Assay for catechol 2,3-dioxygenase activity. Each of the Pasteurellaceae strains containing pMCsodCP (with the cloned A. pleuropneumoniae sodC promoter; right side of plate) produced bright yellow colonies (including those that are single and isolated) when sprayed with catechol, whereas there was no detectable color change for any of the strains containing pMC-Tandem (promoterless; left side of plate). Bacteria: Ap, A. pleuropneumoniae; Hi, H. influenzae; Hp, H. parasuis; Mh, M. haemolytica; Pm, P. multocida.

FIG. 5.

Expression of GFP in A. pleuropneumoniae S4074 bacteria containing different reporter plasmids. The relative fluorescence of the bacteria, grown either to stationary phase on BHI-Lev plates or to mid-log phase in BHI broth, was measured on gated populations of bacterial cells by flow cytometry, producing data in relative light units (RLU) per cell.

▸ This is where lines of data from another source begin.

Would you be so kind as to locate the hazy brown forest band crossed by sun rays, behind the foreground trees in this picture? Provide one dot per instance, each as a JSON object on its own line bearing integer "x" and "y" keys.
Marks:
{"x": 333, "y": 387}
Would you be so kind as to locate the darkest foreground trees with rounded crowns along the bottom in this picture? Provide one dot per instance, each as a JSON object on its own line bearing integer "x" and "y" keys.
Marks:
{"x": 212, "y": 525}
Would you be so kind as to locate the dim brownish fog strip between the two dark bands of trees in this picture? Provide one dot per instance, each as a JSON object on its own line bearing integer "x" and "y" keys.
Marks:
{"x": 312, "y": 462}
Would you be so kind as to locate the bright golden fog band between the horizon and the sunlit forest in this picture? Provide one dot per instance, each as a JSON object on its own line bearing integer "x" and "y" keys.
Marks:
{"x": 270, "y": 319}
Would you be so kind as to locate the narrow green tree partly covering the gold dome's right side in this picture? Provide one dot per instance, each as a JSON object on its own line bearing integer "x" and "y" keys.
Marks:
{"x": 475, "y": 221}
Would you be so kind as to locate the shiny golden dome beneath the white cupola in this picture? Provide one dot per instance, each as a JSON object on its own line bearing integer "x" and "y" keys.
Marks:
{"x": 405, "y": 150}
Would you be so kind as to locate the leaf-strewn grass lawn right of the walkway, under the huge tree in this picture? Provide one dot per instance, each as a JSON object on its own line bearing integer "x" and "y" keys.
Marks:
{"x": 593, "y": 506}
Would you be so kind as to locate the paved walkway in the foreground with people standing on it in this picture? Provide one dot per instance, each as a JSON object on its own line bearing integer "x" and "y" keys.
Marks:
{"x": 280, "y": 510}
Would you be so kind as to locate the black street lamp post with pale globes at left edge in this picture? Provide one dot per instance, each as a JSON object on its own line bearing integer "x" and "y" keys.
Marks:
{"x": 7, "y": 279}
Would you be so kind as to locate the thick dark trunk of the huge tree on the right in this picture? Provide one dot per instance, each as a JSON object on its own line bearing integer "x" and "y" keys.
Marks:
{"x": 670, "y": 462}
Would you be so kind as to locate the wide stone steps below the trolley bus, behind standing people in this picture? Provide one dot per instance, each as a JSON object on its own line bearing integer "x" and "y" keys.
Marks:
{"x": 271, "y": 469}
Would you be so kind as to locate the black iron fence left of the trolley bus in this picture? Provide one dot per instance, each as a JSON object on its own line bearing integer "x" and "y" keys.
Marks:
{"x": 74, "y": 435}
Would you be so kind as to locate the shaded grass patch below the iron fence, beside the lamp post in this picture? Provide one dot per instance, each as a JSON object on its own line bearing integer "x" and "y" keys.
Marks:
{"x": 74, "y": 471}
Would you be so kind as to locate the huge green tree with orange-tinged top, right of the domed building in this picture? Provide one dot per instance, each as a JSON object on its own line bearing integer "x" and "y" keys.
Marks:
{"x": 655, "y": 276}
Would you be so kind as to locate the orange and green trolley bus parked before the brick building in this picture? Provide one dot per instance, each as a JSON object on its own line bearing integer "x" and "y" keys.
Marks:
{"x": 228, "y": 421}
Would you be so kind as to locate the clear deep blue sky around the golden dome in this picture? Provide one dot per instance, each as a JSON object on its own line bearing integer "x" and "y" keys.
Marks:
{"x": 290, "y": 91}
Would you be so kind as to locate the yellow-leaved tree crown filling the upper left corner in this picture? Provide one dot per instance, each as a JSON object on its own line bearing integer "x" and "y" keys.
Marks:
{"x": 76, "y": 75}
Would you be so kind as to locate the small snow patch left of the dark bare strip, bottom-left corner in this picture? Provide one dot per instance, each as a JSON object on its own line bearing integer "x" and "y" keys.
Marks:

In each case, the background fluorescence from A. pleuropneumoniae S4074 containing the pMC-Tandem (promoterless) has been subtracted. Experiments were performed in triplicate, and the error bars indicate the standard deviations of the means.

FIG. 6.

Induction of the A. pleuropneumoniae sodC and rpoE promoters following heat shock. The level of fluorescence per cell containing pMC-Tandem (promoterless) did not change following a shift from growth at 30°C to temperatures ranging from 35°C to 50°C. In contrast, the level of fluorescence per cell containing pMCsodCP or containing pMCrpoEP increased significantly after a temperature increase from 30°C to 50°C (P = <0.01 and P = 0.03, respectively), as determined by Student's t test. Experiments were performed in triplicate, and the error bars indicate the standard deviations of the means.

FIG. 7.

Induction of the A. pleuropneumoniae sodC and rpoE promoters following exposure to ethanol. The level of fluorescence per cell was measured following addition of 3% (vol/vol) ethanol to mid-log phase cultures (at 0 h). In A. pleuropneumoniae S4074 containing pMC-Tandem (promoterless), the levels of fluorescence remained constant throughout the time course, while the levels of fluorescence in cells containing pMCsodCP or pMCrpoE increased over time. Following addition of ethanol, viable cell counts did not increase, and by 5 h there was a 10-fold reduction in viable cell counts. Experiments were performed in triplicate, and the error bars indicate the standard deviations of the means.

FIG. 8.

Complementation of the requirement for NAD in A. pleuropneumoniae S4074 by H. ducreyi nadV. Bacterial strains were plated on BHI plus NAD (A) or BHI with no supplement (B). (C) Cartoon showing the relative positions of A. pleuropneumoniae containing no plasmid, empty vector (pMK-Express), or pMKnadV (expressing the cloned H. ducreyi nadV gene). Only the strain containing pMKnadV was able to grow on BHI media in the absence of added NAD.